São muitos os fatores que influenciam essa decisão, como a adequação ao objetivo comunicacional, gênero, processo reprodutivo, condições de visualização, níveis de informação, idioma, contexto histórico, legibilidade, além do alinhamento retórico ao discurso da mensagem (BRINGHURST, 1992; SCHRIVER, 1997).
A adequação retórica, assim como os demais fatores, há muito tempo é objeto de pesquisas, identificadas sob palavras chaves como rhetorical typography, typeface persona, typeface suitability, text personas, typeface personality e assim por diante (WALLER, 1987; TRUMMEL, 1988; DIGIOGIA, 1995; LUND, 1999; BRUMBERGER, 2003b; a; BRUMBERGER, 2004; MACKIEWICZ e MOELLER, 2004; ARDITI e CHO, 2005).
Para Schriver (1997), não basta fazer um documento legível. A segunda característica importante para uma boa escolha de tipo é a adequação retórica, ou seja, a relação entre a face tipográfica, o propósito do documento, seu gênero, a situação e as necessidades, desejos e objetivos da audiência. Isso é importante para que a tipografia influencie a maneira como os leitores percebem, organizam e memorizam o conteúdo dos documentos.
Muito se fala sobre a escolha apropriada da face tipográfica, levando-se em conta os diferentes fatores da comunicação, mas uma das mais difíceis decisões recai sobre o valor semântico, no que diz respeito ao significado ou personalidade da forma da letra (SCHRIVER, 1997). A dificuldade vem do fato de ser um fator subjetivo, de difícil mensuração.
Pesquisas sobre personalidade tipográfica
Já faz tempo que se estuda a personalidade das letras. Dentre os primeiros estudos estão Poffenberg e Franken (1923) que avaliaram 29 faces e Brinton (1961) que utilizou a técnica do diferencial semântico para verificar a percepção por parte de grupos de experts e amadores.

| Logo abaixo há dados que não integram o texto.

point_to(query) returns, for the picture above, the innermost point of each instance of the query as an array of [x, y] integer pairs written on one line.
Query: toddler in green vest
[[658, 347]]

Depois deles, diversos livros e artigos sugerem que determinadas faces possuem personalidades, tons ou vozes próprias e que é tarefa do designer decidir qual delas se alinha com o objetivo retórico do discurso tipográfico (WALKER, SMITH et al., 1986; TRUMMEL, 1988; BRUMBERGER, 2003b; a; BRUMBERGER, 2004; MACKIEWICZ e MOELLER, 2004). Esses estudos tentaram demonstrar que os leitores tem consciência e habilidades para fazer julgamentos acerca da adequação da face tipográfica (BRUMBERGER, 2003a). Dentre esses estudos, Jan Tschichold (1991) defendia que diferentes faces tipográficas tinham personalidades diferentes e que o caráter do tipo deveria combinar com o caráter do texto verbal.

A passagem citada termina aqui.